The process of writing an article is both time consuming and rewarding, but I love it. I love writing stories which are newly developing or other subjects of which I feel passionate about and I know will resonate with other people. I see myself now as being far past the worst of my darkest days, and now healthily striving on the other side. I’m stretching my legs in a place where I feel comfortable. Not a filling station or an office, but behind my laptop, reporting on the stories I know you want to hear.
When the world as we know it resumes to some sense of normality, I will have to fight for my place again and prove I’m capable of producing high quality content for a worthy platform, and truth be told? I can’t wait. This is everything I have been waiting for since those failed exams in college, so here I am. Ready for the challenge ahead.
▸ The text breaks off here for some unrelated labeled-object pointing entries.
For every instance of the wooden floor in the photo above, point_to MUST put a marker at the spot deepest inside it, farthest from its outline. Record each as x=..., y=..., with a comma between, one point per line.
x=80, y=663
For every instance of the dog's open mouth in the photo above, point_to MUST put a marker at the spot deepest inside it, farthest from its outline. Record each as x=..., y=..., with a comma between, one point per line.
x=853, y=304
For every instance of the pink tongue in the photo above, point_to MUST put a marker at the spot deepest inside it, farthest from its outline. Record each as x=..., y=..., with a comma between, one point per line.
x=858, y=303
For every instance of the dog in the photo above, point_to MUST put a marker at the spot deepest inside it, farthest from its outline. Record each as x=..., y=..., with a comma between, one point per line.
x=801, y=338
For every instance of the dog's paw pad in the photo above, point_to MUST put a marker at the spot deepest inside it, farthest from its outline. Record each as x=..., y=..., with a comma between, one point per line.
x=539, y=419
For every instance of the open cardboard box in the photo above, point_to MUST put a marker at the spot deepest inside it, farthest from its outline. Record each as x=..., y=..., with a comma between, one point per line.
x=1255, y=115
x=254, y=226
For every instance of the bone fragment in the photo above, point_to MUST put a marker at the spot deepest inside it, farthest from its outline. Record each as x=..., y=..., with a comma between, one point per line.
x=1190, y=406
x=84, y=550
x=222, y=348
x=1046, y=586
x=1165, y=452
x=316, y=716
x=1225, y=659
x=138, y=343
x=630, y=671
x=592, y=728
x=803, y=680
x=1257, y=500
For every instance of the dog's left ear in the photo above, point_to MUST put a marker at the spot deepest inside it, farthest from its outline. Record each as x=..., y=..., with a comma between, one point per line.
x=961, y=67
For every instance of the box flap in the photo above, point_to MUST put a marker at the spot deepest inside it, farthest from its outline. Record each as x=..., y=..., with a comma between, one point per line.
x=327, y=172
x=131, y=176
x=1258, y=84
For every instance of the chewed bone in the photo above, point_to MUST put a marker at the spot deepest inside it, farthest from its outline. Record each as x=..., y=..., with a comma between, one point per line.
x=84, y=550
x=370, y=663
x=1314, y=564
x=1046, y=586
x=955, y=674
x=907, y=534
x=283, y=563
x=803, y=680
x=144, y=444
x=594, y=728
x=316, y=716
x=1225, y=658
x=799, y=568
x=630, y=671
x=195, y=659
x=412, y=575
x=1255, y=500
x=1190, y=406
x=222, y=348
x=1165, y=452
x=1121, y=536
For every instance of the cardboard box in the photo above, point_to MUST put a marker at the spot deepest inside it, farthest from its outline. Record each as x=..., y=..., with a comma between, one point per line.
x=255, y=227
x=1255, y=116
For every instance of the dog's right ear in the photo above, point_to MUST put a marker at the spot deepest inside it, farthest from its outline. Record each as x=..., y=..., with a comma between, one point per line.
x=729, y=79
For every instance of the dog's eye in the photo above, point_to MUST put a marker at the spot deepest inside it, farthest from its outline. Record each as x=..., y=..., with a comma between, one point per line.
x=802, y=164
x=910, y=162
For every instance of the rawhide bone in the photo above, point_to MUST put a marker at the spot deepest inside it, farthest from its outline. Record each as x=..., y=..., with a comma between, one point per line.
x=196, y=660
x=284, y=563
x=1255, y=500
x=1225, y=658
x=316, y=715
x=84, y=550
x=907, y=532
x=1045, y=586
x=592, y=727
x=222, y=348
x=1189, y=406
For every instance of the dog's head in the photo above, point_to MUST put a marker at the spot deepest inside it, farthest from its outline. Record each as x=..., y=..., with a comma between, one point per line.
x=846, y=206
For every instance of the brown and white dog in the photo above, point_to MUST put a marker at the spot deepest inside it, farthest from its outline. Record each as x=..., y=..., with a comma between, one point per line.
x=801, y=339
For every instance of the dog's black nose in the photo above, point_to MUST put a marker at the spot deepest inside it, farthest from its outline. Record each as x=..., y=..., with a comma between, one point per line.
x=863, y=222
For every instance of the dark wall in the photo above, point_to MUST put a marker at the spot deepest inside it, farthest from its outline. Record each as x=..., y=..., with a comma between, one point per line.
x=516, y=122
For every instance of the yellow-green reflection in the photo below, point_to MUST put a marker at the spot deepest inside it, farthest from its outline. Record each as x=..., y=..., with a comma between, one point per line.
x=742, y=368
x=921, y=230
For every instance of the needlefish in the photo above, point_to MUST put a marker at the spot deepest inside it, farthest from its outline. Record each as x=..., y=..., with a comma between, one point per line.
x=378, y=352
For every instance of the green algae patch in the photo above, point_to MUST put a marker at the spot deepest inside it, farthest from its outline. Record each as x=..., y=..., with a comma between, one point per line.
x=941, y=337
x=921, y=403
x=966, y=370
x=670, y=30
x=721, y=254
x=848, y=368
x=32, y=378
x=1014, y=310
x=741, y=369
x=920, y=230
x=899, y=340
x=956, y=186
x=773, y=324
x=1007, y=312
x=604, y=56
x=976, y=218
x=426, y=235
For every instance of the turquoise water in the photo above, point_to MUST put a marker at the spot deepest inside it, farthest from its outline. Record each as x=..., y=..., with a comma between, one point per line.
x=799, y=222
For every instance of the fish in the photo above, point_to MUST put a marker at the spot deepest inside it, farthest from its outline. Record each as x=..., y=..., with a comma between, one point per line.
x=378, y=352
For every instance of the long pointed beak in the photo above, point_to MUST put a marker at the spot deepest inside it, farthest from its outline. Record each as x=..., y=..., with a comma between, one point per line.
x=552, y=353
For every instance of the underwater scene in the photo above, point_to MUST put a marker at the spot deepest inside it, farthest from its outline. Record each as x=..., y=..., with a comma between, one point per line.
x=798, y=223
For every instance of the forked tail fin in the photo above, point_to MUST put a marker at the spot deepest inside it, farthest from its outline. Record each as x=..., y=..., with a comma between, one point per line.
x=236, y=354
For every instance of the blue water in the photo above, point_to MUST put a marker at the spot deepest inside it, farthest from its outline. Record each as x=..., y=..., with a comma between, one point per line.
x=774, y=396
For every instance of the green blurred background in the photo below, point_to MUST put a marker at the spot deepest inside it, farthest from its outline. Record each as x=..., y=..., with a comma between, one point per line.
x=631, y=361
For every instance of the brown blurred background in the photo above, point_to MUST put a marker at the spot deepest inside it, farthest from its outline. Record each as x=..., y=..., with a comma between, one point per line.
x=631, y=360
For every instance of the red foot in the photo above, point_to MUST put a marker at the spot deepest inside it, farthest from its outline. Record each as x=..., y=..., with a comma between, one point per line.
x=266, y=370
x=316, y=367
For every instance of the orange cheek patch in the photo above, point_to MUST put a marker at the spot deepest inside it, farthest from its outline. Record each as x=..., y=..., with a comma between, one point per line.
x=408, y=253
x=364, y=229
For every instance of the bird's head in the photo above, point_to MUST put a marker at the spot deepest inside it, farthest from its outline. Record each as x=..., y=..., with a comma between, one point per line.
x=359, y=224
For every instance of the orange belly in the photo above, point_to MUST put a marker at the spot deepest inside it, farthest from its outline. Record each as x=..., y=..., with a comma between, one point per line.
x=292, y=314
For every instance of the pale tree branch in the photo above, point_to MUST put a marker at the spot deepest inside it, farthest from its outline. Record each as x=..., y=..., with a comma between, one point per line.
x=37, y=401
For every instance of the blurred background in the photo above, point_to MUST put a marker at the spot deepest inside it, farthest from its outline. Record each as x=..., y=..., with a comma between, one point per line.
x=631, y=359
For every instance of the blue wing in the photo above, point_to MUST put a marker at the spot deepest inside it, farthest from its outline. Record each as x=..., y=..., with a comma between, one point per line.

I have used this article as a venting method. With the future currently looking so bleak in regards to my profession it’s hard to judge exactly how I should attack it. But with true faith, determination and practice, I know this lockdown won’t have gone to waste. I will have bettered myself compared to those who are entering the same field as me. It is my dream to make a living reporting for the NFL and I will stop at nothing to make sure I get there.
So, what do I do now? Well, I keep writing, I keep producing in the hope that someone sees my work and it takes off to the next level. It’s tough, I know but I am willing to put in the hours and learn my trade so that one day I can become the best at what I do. I am of the heavy assumption that is what everybody at this level strives for? It most certainly is what keeps me going.
From the bottom of my heart, can I just say thank you to everyone who has supported me to this point. Your backing will go further than you ever know and I thank you for that. Thank you for listening to my drunken ramblings and I hope to hear from you all very soon.